The British thought to interpose themselves in the American Civil War/War of Northern Aggression on the side of the Confederacy (see: Scarlet and Gray: A History of the British Secret Service in the American Civil War by LL, out of print). The death of Prince Albert, who favored the intervention, sent Queen Victoria into mourning, thus ending the initiative. The Brits are better off for staying out of that one.

Back to the subject of war, and one example of winning on a very small scale by people who felt that they had some skin in the game.

Context and precedence: In January 1886 the British annexed Upper Burma. In the ugly campaigns to suppress Burmese resistance which followed there were continuing casualties among young officers. 

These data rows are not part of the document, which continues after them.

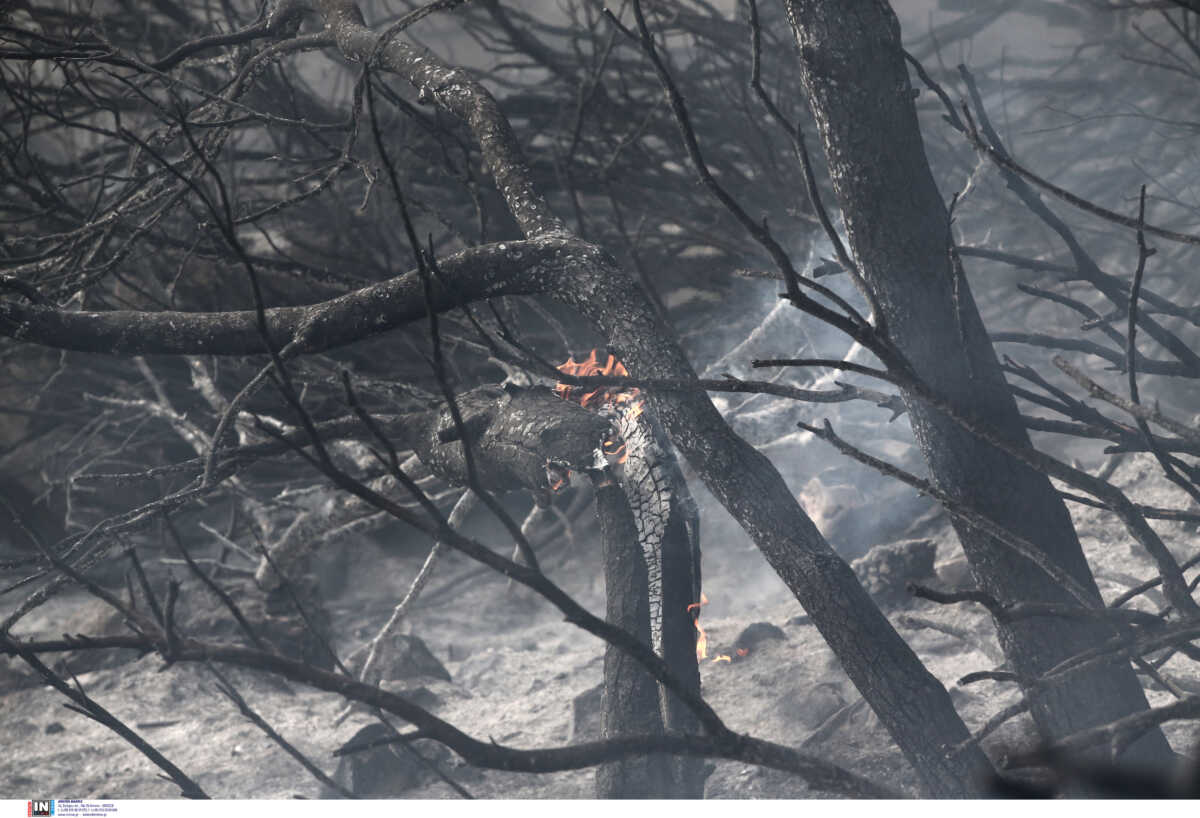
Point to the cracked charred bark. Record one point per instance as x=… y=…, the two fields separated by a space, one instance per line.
x=909 y=699
x=857 y=83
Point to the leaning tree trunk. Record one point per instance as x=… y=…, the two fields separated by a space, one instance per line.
x=857 y=83
x=630 y=699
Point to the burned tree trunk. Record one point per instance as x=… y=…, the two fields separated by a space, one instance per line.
x=630 y=699
x=857 y=83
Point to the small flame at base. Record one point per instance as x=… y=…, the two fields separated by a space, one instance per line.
x=701 y=637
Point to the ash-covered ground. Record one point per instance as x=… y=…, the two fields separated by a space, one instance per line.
x=520 y=675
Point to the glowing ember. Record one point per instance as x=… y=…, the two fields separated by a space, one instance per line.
x=701 y=637
x=601 y=395
x=627 y=400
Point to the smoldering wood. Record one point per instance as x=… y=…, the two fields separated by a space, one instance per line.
x=630 y=697
x=856 y=78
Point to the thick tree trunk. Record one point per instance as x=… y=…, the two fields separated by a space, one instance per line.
x=630 y=699
x=633 y=702
x=857 y=83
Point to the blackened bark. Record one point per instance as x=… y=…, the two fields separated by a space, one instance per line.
x=857 y=83
x=630 y=699
x=681 y=589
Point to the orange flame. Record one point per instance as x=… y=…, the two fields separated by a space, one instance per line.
x=601 y=396
x=701 y=637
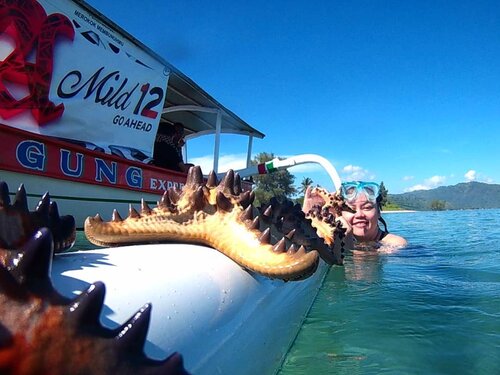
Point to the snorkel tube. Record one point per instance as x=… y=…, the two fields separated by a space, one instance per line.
x=277 y=164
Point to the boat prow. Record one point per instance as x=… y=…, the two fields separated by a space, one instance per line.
x=221 y=318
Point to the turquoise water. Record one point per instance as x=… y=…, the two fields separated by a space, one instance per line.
x=432 y=308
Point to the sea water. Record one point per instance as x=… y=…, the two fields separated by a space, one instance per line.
x=431 y=308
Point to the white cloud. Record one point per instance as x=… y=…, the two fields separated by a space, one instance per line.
x=429 y=183
x=471 y=175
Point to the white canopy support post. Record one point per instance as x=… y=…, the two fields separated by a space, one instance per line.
x=249 y=150
x=277 y=164
x=218 y=127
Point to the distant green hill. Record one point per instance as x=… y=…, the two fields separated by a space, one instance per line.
x=461 y=196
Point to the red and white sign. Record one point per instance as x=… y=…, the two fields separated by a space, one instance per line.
x=65 y=72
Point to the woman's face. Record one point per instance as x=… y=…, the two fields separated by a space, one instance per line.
x=364 y=222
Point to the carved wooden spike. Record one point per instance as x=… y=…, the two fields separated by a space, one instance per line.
x=223 y=203
x=173 y=195
x=166 y=202
x=43 y=205
x=252 y=197
x=245 y=199
x=21 y=200
x=247 y=214
x=268 y=211
x=34 y=266
x=212 y=180
x=86 y=308
x=199 y=199
x=228 y=182
x=132 y=335
x=292 y=249
x=280 y=246
x=265 y=237
x=132 y=212
x=195 y=176
x=255 y=224
x=301 y=251
x=4 y=194
x=290 y=234
x=237 y=184
x=115 y=217
x=10 y=286
x=145 y=210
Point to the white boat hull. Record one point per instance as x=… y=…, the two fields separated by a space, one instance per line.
x=222 y=319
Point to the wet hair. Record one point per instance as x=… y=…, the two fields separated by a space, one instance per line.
x=380 y=218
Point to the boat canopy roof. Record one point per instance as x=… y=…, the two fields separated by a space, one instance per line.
x=188 y=103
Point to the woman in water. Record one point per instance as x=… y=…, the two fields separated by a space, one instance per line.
x=362 y=224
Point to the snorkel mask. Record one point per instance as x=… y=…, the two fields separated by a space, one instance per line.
x=350 y=190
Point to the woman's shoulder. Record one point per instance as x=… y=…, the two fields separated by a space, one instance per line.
x=394 y=240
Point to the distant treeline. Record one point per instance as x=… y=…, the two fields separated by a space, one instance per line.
x=468 y=195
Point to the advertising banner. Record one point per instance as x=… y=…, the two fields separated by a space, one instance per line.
x=68 y=73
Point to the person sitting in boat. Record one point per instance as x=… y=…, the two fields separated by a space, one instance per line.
x=168 y=147
x=365 y=200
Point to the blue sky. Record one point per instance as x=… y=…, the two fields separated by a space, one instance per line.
x=404 y=92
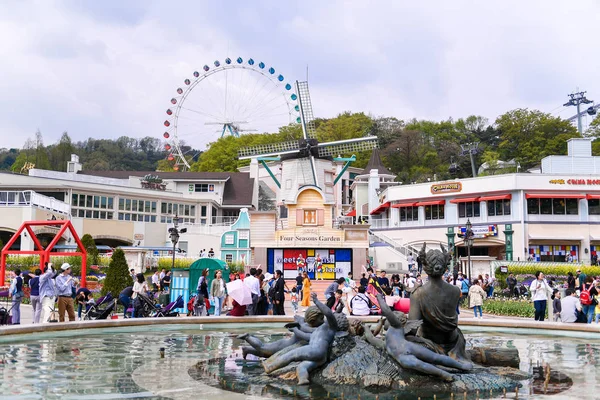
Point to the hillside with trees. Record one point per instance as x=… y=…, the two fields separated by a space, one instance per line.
x=415 y=150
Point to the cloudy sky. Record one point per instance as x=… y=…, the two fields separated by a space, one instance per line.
x=106 y=69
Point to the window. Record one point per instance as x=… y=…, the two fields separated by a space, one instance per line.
x=555 y=206
x=468 y=209
x=409 y=213
x=435 y=211
x=594 y=206
x=186 y=212
x=204 y=187
x=82 y=203
x=310 y=217
x=498 y=207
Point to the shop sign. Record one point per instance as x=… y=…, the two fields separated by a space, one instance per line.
x=592 y=182
x=480 y=231
x=448 y=187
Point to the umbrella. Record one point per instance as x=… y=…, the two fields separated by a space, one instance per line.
x=239 y=292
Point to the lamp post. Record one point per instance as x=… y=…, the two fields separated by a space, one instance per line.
x=469 y=243
x=174 y=234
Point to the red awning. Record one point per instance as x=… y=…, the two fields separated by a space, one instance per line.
x=400 y=205
x=381 y=208
x=554 y=196
x=498 y=197
x=465 y=200
x=431 y=203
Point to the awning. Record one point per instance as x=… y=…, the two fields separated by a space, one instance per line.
x=554 y=196
x=381 y=208
x=430 y=203
x=465 y=200
x=498 y=197
x=400 y=205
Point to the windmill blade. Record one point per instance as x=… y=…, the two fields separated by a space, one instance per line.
x=347 y=146
x=269 y=150
x=307 y=117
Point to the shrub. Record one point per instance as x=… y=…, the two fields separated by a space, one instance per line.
x=515 y=307
x=117 y=275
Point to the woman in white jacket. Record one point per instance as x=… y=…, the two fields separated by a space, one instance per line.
x=540 y=290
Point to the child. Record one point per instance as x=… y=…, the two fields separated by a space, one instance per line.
x=556 y=305
x=294 y=298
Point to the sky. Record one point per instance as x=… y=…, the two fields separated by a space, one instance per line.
x=109 y=69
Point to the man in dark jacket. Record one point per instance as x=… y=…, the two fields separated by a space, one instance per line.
x=278 y=294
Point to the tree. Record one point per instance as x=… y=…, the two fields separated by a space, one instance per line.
x=90 y=246
x=530 y=135
x=117 y=275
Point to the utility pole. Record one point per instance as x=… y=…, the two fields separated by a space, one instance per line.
x=576 y=99
x=471 y=149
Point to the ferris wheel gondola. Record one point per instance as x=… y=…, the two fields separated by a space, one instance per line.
x=235 y=96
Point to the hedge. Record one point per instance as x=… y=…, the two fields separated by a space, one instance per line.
x=559 y=272
x=518 y=307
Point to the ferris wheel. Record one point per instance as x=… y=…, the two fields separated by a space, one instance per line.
x=228 y=98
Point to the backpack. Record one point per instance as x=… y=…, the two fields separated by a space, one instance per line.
x=585 y=297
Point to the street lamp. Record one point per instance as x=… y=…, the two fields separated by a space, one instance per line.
x=469 y=239
x=174 y=234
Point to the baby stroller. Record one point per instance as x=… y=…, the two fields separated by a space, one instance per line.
x=147 y=306
x=169 y=309
x=98 y=309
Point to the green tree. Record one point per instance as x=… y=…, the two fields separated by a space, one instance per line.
x=90 y=246
x=117 y=275
x=530 y=135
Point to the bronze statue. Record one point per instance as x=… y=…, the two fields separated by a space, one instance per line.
x=316 y=352
x=435 y=303
x=411 y=355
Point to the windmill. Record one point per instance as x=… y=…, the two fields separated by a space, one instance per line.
x=306 y=151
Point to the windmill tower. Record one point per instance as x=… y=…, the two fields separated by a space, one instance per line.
x=305 y=161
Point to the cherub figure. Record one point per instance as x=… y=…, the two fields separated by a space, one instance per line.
x=316 y=352
x=410 y=355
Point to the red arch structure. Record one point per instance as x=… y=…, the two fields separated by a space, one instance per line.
x=45 y=254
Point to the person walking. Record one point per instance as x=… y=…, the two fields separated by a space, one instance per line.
x=539 y=294
x=125 y=299
x=556 y=305
x=36 y=305
x=139 y=287
x=217 y=292
x=476 y=296
x=305 y=290
x=278 y=294
x=200 y=307
x=47 y=293
x=65 y=284
x=254 y=285
x=16 y=292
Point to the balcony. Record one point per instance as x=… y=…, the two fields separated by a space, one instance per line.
x=31 y=198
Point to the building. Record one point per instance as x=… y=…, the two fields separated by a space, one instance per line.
x=553 y=215
x=126 y=208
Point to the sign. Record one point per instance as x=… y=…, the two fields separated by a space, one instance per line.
x=479 y=232
x=448 y=187
x=589 y=182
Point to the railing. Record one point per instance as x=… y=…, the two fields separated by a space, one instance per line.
x=31 y=198
x=379 y=223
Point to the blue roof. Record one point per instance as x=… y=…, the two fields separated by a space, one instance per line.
x=243 y=221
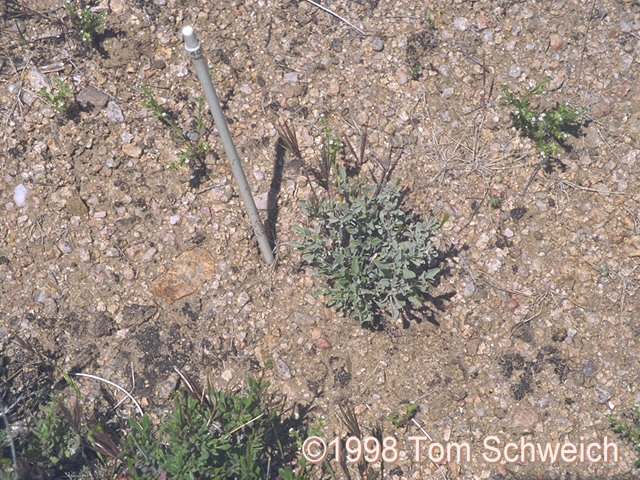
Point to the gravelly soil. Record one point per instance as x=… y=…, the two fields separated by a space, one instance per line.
x=533 y=329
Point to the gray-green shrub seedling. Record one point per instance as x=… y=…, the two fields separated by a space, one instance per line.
x=194 y=149
x=378 y=256
x=88 y=21
x=549 y=128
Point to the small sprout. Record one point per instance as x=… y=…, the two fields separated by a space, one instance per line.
x=545 y=128
x=58 y=97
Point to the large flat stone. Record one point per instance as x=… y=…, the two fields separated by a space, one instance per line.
x=187 y=274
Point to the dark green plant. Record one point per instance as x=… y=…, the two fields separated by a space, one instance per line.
x=400 y=420
x=211 y=434
x=415 y=72
x=194 y=149
x=548 y=128
x=304 y=469
x=377 y=255
x=88 y=22
x=58 y=97
x=628 y=431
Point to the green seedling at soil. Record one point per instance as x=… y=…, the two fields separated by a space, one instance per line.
x=88 y=21
x=194 y=150
x=398 y=421
x=329 y=149
x=549 y=128
x=377 y=255
x=58 y=96
x=495 y=202
x=629 y=432
x=415 y=72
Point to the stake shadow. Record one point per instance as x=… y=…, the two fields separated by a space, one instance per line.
x=274 y=191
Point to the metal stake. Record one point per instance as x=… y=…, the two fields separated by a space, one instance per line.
x=192 y=45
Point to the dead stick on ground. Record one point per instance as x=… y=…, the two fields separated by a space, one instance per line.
x=586 y=35
x=361 y=32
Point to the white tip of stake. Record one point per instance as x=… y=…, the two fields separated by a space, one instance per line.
x=191 y=43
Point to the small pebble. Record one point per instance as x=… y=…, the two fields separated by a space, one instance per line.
x=603 y=394
x=282 y=368
x=243 y=299
x=114 y=113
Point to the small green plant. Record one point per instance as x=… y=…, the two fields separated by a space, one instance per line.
x=58 y=97
x=329 y=149
x=211 y=434
x=415 y=72
x=88 y=21
x=409 y=412
x=195 y=150
x=549 y=128
x=494 y=201
x=629 y=432
x=53 y=436
x=377 y=255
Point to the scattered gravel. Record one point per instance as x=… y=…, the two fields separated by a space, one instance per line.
x=107 y=257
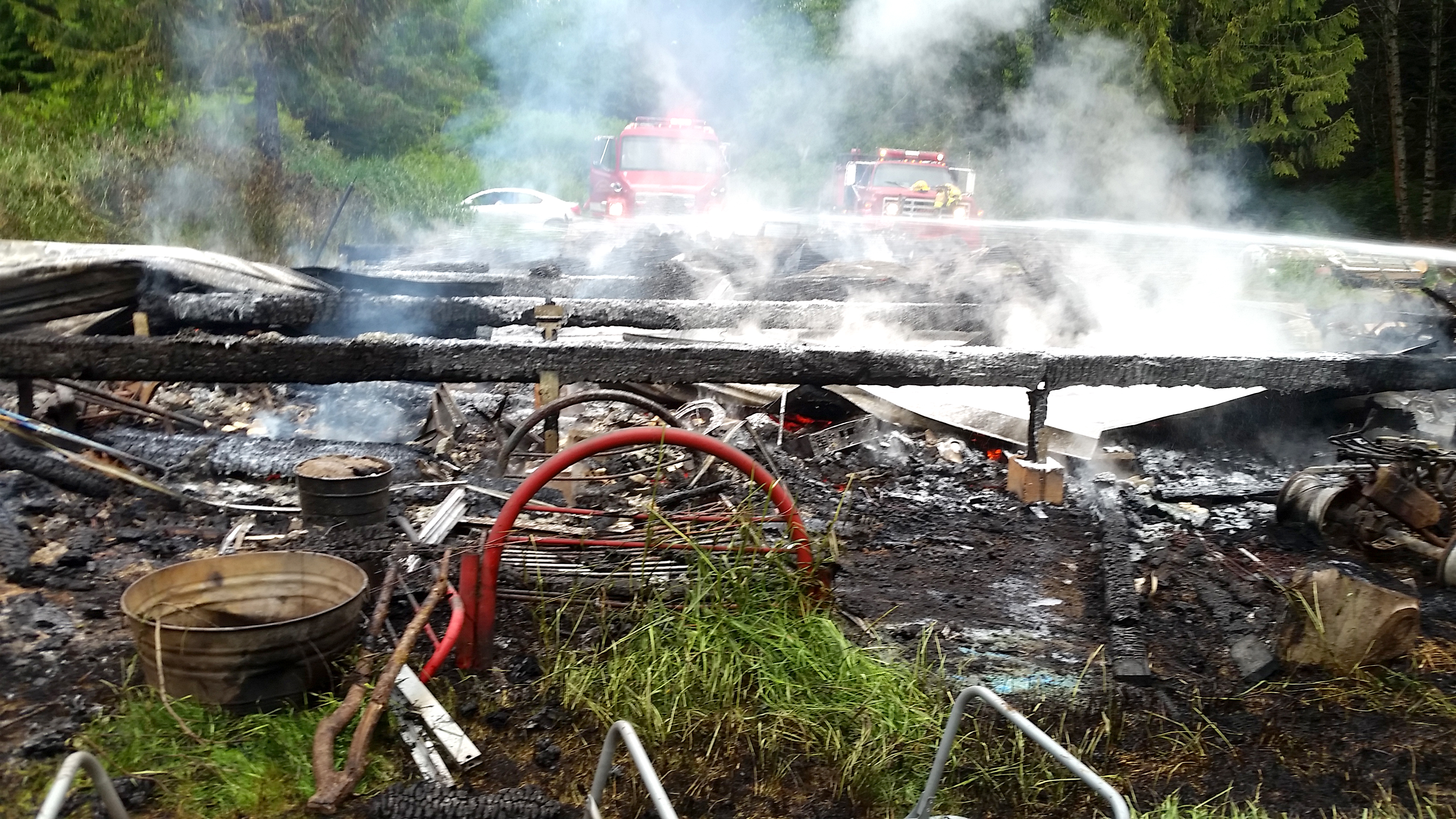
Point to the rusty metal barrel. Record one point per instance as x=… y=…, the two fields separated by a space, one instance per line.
x=348 y=490
x=248 y=632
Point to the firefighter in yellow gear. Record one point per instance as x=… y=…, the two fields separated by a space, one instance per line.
x=947 y=197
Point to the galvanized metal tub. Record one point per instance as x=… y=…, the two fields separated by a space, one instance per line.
x=350 y=490
x=249 y=630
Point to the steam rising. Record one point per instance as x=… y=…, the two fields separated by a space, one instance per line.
x=1069 y=137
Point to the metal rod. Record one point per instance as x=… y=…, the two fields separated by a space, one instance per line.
x=72 y=438
x=139 y=405
x=1036 y=419
x=332 y=222
x=627 y=733
x=1026 y=726
x=56 y=798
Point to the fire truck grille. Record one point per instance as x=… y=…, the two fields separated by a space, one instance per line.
x=916 y=207
x=666 y=205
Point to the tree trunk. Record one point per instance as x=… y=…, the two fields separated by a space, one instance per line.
x=1391 y=38
x=1433 y=91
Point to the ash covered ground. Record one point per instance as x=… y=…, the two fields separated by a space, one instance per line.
x=932 y=553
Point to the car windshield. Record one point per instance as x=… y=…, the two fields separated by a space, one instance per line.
x=908 y=175
x=663 y=153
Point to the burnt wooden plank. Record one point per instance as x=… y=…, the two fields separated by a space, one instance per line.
x=352 y=314
x=404 y=358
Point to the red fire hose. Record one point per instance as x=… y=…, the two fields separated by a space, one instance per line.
x=476 y=629
x=452 y=636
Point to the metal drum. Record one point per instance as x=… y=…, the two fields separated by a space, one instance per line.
x=249 y=632
x=348 y=490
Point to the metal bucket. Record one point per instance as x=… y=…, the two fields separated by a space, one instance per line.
x=350 y=490
x=248 y=630
x=1307 y=499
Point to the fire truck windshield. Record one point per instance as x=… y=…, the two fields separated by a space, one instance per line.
x=665 y=153
x=905 y=175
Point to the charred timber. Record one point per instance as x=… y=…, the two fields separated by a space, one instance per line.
x=353 y=314
x=404 y=358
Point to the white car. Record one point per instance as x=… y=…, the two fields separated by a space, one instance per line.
x=523 y=206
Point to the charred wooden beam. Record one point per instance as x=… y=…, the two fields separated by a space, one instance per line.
x=353 y=314
x=334 y=360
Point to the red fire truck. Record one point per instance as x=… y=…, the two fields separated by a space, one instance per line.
x=657 y=167
x=898 y=182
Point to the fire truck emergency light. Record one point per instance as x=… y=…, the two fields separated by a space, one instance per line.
x=912 y=155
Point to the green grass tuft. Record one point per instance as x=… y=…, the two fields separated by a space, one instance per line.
x=746 y=656
x=248 y=764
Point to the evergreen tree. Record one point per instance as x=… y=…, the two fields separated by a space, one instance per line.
x=22 y=69
x=108 y=59
x=1269 y=72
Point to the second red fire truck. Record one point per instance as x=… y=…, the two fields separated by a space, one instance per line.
x=898 y=182
x=657 y=167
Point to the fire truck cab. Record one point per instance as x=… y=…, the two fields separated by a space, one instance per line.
x=896 y=182
x=657 y=167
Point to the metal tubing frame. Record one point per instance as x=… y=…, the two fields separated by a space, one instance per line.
x=56 y=798
x=476 y=643
x=627 y=733
x=555 y=407
x=953 y=724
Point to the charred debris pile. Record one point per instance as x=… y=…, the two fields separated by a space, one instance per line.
x=1298 y=513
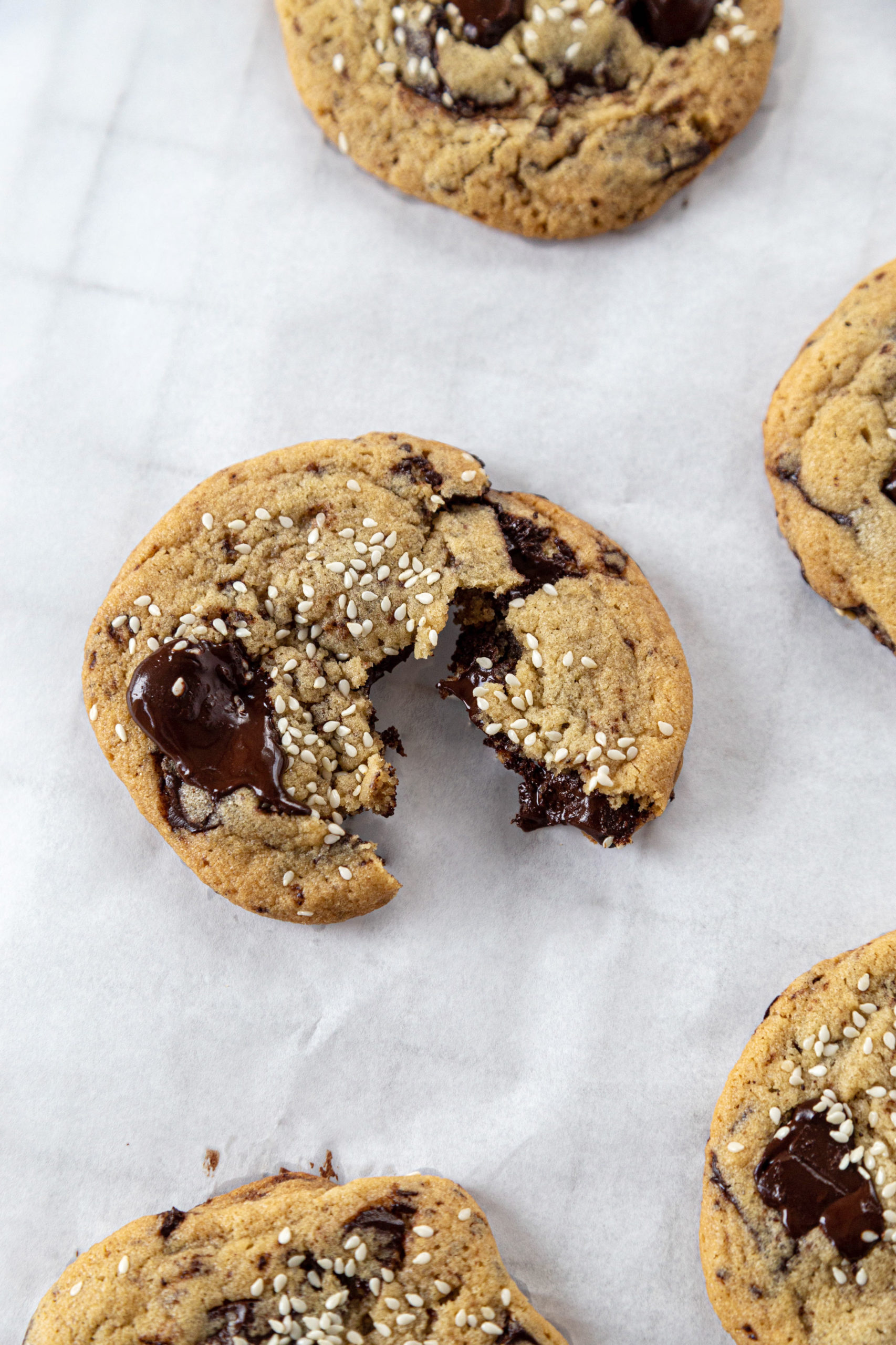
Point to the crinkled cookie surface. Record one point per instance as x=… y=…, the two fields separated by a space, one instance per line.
x=550 y=120
x=830 y=457
x=799 y=1188
x=229 y=671
x=295 y=1258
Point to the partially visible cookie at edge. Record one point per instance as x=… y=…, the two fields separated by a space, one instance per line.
x=830 y=457
x=799 y=1185
x=229 y=671
x=298 y=1258
x=554 y=121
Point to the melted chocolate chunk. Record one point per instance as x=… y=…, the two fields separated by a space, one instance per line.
x=535 y=552
x=801 y=1177
x=494 y=643
x=514 y=1334
x=487 y=20
x=387 y=1224
x=547 y=798
x=890 y=486
x=218 y=733
x=669 y=23
x=420 y=471
x=232 y=1321
x=170 y=789
x=549 y=801
x=171 y=1219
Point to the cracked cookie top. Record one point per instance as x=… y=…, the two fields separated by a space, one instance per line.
x=229 y=673
x=799 y=1189
x=830 y=457
x=552 y=120
x=296 y=1258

By 1888, the pacification of Upper Burma, so successfully occupied the previous November, was not proceeding according to plan. Resistance took the form of ambush and sniping, with officers as prime targets. In early June the CMG ran a report that a Lieutenant J. L. O. Armstrong of the Hampshire Regiment and another officer had been shot by unseen snipers as they took an evening stroll outside Mandalayís Fort Sagaing. The response of the native infantry who served under the officers provided grist for Rudyard Kipling’s poem, The Grave of the Hundred Head.

The Indian sepoys who served the British army in the late 1880’s had a rational take on what measures would solve the present problem, teach a lesson to those who were creating the problem – and get some pay-back in the process. Kipling was a journalist, reporting on the war. Take a moment and read the Grave of the Hundred Head. The annotations are mine.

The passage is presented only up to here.